One-vs-Rest: Здесь вы выбираете один класс и обучаете классификатор двух классов с образцами выбранного класса на одной стороне и всемидругие образцы на другой стороне.Таким образом, вы получите N классификаторов.При тестировании вы просто классифицируете образец как принадлежащий классу с максимальным баллом среди классификаторов N.
В качестве примера, предположим, что у нас есть проблема 3 классов с метками классов c1, c2 и c3.И пусть выборки будут x1, x2, .... Пусть классификаторы будут f1, f2, .... Итак, предположим, что ваши тренировочные данные: {{x1, c1}, {x2, c1}, {x3, c2},{x4, c1}, {x5, c2}, {x6, c3}, {x7, c3}}.Тогда:
Один-против-Один: f1: тренируется с подмножеством {{x1, c1}, {x2, c1}, {x3, c2}, {x4, c1}, {x5, c2}}, для классов c1 и c2 f2: обучается с подмножеством {{x3, c2}, {x5, c2}, {x6, c3}, {x7, c3}}, для классов c2 и c3.f3: обучен с подмножеством {{x1, c1}, {x2, c1}, {x4, c1}, {x6, c3}, {x7, c3}}, для классов c2 и c3.

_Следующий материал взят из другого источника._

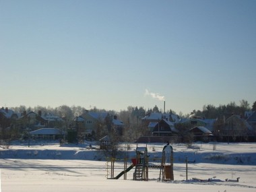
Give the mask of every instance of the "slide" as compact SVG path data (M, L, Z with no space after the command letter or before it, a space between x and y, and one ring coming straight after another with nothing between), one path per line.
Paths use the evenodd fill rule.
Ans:
M129 167L128 167L127 169L123 170L121 172L120 172L117 177L113 178L108 178L108 179L119 179L120 177L121 177L123 174L124 174L125 172L129 171L131 169L132 169L135 166L134 164L132 164Z

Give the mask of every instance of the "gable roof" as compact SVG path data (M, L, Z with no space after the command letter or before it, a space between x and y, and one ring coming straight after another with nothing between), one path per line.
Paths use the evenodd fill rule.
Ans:
M56 128L42 128L30 132L30 135L61 135L62 131Z
M191 130L195 129L198 129L204 133L212 133L212 131L210 131L208 129L207 129L205 127L193 127L192 129L190 129L189 131L191 131Z
M122 125L124 125L122 121L119 121L119 120L118 120L118 119L113 119L112 120L112 123L113 123L113 125L115 125L122 126Z
M93 118L96 119L104 119L106 116L108 115L108 113L106 112L102 112L102 113L95 113L95 112L89 112L88 114Z
M151 113L146 115L141 120L160 120L167 119L169 121L177 121L179 119L179 115L170 113Z
M2 113L7 119L11 118L12 115L16 115L18 117L18 114L16 113L15 113L11 109L9 109L7 107L6 107L5 108L4 108L3 107L0 108L0 113Z

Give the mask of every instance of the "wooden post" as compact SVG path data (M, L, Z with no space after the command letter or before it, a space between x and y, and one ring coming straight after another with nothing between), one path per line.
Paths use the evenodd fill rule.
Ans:
M186 180L187 181L187 156L186 156Z

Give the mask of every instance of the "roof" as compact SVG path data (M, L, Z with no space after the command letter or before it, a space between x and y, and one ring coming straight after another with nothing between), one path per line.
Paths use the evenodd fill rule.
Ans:
M208 129L207 129L205 127L193 127L193 128L189 129L189 131L193 130L193 129L196 129L196 128L197 128L198 129L199 129L203 133L212 133L212 131L210 131Z
M61 135L61 130L56 128L42 128L30 132L30 135Z
M16 114L11 109L8 109L7 108L4 108L3 107L0 108L0 113L2 113L6 118L8 118L8 119L11 118L13 114Z
M152 113L143 118L141 120L160 120L166 119L168 121L177 121L179 120L179 115L170 113Z
M46 115L45 116L41 116L41 117L48 121L63 121L61 117L52 115Z
M119 125L119 126L123 126L123 123L118 119L113 119L112 120L112 123L113 123L113 125Z
M110 139L108 135L106 135L100 139L100 141L109 141Z
M106 112L102 113L95 113L95 112L89 112L89 115L96 119L104 119L108 115Z

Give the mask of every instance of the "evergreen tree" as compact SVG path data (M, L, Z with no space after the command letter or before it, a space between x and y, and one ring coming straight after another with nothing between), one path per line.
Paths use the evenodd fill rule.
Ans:
M256 101L253 102L251 110L256 111Z

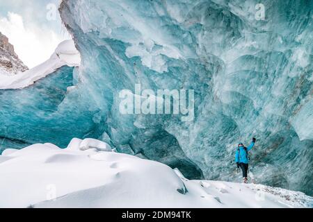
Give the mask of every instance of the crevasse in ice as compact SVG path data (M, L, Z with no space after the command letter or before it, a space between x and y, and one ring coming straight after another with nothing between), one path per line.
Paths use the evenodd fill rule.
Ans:
M313 2L262 1L264 20L255 19L257 3L63 0L81 65L72 80L62 68L0 91L6 147L93 137L187 178L235 180L236 145L255 136L255 180L312 195ZM119 92L136 83L194 89L194 120L121 114Z

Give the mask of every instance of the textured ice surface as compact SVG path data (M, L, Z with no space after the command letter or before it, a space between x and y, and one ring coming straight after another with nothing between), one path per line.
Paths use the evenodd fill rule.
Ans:
M58 79L62 70L42 80L58 96L40 83L0 91L10 103L0 113L6 147L93 137L189 178L234 180L235 146L255 136L255 180L312 195L313 2L263 1L265 20L255 19L258 3L63 1L81 65L73 81ZM194 89L195 119L122 115L118 93L136 83ZM39 101L25 98L36 90Z

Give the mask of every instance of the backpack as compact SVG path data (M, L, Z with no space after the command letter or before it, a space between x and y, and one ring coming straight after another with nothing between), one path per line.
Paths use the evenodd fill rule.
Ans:
M243 149L245 150L246 153L247 153L247 159L248 159L248 160L250 160L250 157L249 157L249 155L248 155L248 150L247 150L247 148L246 148L246 146L243 146ZM239 148L239 147L237 148L237 151L238 151L238 152L239 153L239 160L240 160L240 148Z

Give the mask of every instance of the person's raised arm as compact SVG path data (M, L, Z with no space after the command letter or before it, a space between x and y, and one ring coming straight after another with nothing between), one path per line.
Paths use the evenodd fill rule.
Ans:
M236 161L236 163L239 162L239 151L238 151L238 150L236 151L235 161Z
M247 151L249 151L250 149L252 149L252 148L253 147L253 146L255 146L255 141L257 139L255 139L255 137L252 138L252 142L251 142L251 144L250 144L250 145L247 147Z

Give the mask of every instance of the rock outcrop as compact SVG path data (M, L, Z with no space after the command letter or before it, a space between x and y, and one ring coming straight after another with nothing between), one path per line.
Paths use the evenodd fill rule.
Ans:
M29 68L14 51L8 38L0 33L0 74L14 75Z

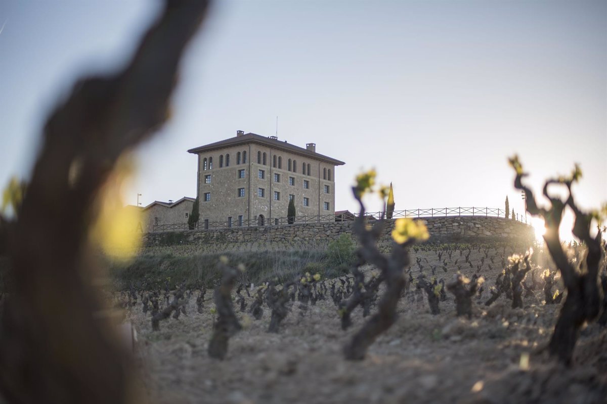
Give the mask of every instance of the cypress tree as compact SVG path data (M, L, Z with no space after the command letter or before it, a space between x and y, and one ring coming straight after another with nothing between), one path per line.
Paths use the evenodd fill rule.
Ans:
M290 225L295 222L295 202L294 198L289 201L289 207L287 208L287 222Z
M390 192L388 193L388 202L385 208L385 217L392 219L394 214L394 191L392 190L392 183L390 183Z
M188 218L188 228L190 230L193 230L196 227L196 223L198 222L198 219L200 217L200 214L198 212L198 198L196 198L196 200L194 202L194 206L192 207L192 213L190 213L189 217Z

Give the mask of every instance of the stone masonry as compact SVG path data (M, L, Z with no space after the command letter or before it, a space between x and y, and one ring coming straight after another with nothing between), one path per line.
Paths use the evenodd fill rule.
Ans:
M426 217L430 232L429 242L457 243L484 241L532 240L533 228L523 223L503 217L482 216L448 216ZM394 220L388 220L380 245L388 247ZM351 234L352 222L335 222L307 224L232 228L206 231L182 232L185 242L214 244L221 248L233 244L263 243L275 249L290 250L305 245L326 245L340 234ZM148 245L161 243L163 233L149 233L145 236Z

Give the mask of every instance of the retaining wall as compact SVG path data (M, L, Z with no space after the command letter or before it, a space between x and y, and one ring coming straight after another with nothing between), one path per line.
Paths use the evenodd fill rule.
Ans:
M524 223L503 217L482 216L447 216L426 217L430 232L428 242L457 243L489 241L529 241L533 239L533 228ZM392 243L390 233L394 220L388 224L381 245ZM342 233L351 234L353 222L331 222L259 227L234 227L217 230L188 230L180 232L148 233L146 245L171 243L215 245L271 245L274 249L290 250L304 245L320 245L336 239Z

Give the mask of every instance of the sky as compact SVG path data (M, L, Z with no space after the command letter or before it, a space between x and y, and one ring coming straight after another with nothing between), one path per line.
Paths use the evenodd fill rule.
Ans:
M0 2L0 187L27 179L52 108L78 78L123 65L158 1ZM186 150L274 135L346 165L336 210L357 210L362 170L396 210L522 213L507 157L543 181L583 172L607 200L607 2L222 0L191 42L171 121L136 152L125 202L195 196ZM540 199L540 202L542 202ZM377 199L366 200L377 211Z

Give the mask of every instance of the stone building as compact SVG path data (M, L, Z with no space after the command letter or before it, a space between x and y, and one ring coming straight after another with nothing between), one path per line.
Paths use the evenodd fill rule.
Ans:
M296 221L334 220L335 167L345 163L314 143L304 148L239 130L188 151L198 155L199 228L286 224L291 198Z
M194 198L184 196L175 202L155 200L141 209L143 231L185 230L188 218L192 213Z

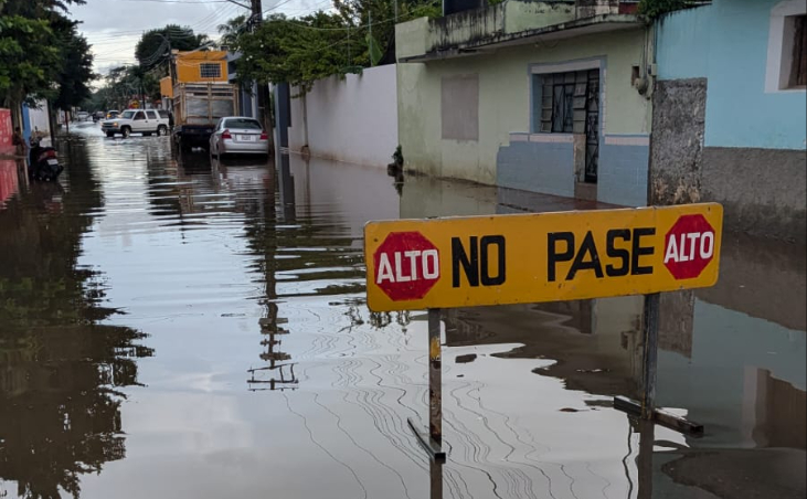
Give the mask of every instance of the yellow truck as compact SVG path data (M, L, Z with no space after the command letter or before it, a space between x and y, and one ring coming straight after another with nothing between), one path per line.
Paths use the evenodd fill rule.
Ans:
M183 150L206 149L219 118L237 116L237 85L179 83L173 87L173 140Z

One-vs-Rest: f1: тренируется с {{x1, c1}, {x2, c1}, {x3, ~ c1}, {x4, c1}, {x5, ~ c1}, {x6, ~ c1},{x7, ~ c1}}, для класса c1 и остальных (~ c1, т.е. НЕ c1).f2: обучен с {{x1, ~ c2}, {x2, ~ c2}, {x3, c2}, {x4, ~ c2}, {x5, c2}, {x6, ~ c2}, {x7, ~ c2}}, для класса c2 и остальных (~ c2, т.е. НЕ c2).f3: обучен с {{x1, ~ c3}, {x2, ~ c3}, {x3, ~ c3}, {x4, ~ c3}, {x5, ~ c3}, {x6, c3}, {x7, c3}}, для класса c3 и остальных (~ c3, т. е. НЕ c3).